Ah, the purges begin. Lord Sidious is busy once more!


----------



## D_Brady

I think you have made a wise choice with Nightingale8472.


----------



## Cruentus

> _Originally posted by D_Brady _
> *I think you have made a wise choice with Nightingale8472. *



I agree! Congrat's, Nightingale! It's good to have you aboard as a new moderator.


----------



## Michael Billings

Have fun, do good, and don't put up with any BS, especially from people like me.

-Michael
KenpoTexas.com


----------



## Johnathan Napalm

Nightingale would make a great mod.  Good pick!


----------



## Rich Parsons

good luck NightingGale,

I hope you will still remember us little people ?    :rofl:


----------



## jfarnsworth

Good luck and have fun.


----------



## jfarnsworth

> _Originally posted by Rich Parsons _
> *I hope you will still remember us little people ? :rofl: *



Hey wait a second  you are not little?


----------



## Rich Parsons

> _Originally posted by jfarnsworth _
> *Hey wait a second  you are not little?   *




Figuratively not literally


----------



## Nightingale

MOD NOTE-

Please keep the discussion polite and respectful.

Thank you.

Nightingale8472
MT-Moderator




LOL. just practicing.  Thanks for the support, everyone.

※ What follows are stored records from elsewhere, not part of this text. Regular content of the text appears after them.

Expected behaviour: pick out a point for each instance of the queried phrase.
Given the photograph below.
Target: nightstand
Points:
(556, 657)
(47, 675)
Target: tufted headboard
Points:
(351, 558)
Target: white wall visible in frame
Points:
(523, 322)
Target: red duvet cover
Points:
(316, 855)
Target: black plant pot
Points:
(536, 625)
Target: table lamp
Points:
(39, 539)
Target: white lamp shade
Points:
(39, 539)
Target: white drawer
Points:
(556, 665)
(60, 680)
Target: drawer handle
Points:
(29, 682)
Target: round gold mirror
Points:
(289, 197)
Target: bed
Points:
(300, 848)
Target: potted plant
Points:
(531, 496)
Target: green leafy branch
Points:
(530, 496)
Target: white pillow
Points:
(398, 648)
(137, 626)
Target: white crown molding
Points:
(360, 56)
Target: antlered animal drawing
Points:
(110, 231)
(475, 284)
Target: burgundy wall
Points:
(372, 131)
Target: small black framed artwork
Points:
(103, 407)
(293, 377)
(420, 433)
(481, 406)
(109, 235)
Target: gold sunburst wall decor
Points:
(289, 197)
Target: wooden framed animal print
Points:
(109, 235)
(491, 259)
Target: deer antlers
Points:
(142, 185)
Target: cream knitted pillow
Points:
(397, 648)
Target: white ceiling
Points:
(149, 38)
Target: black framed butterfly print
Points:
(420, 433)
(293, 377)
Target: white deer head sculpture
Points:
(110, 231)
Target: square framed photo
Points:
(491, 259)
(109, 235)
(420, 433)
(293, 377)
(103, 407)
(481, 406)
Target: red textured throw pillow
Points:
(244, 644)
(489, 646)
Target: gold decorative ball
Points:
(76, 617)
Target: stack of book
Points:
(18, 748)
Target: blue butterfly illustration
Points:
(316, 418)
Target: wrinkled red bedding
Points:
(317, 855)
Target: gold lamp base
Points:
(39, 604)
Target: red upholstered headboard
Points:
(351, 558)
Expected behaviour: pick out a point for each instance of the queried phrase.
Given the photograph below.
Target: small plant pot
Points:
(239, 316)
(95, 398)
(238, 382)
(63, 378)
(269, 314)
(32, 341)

I'll try to do my best and be fair and all that.  It's an honor to be appointed.

:asian: 

-N-


----------



## Rich Parsons

> _Originally posted by nightingale8472 _
> *MOD NOTE-
> 
> Please keep the discussion polite and respectful.
> 
> Thank you.
> 
> Nightingale8472
> MT-Moderator
> 
> 
> 
> 
> LOL. just practicing.  Thanks for the support, everyone. I'll try to do my best and be fair and all that.  It's an honor to be appointed.
> 
> :asian:
> 
> -N- *



Glad we could give you a good test case


----------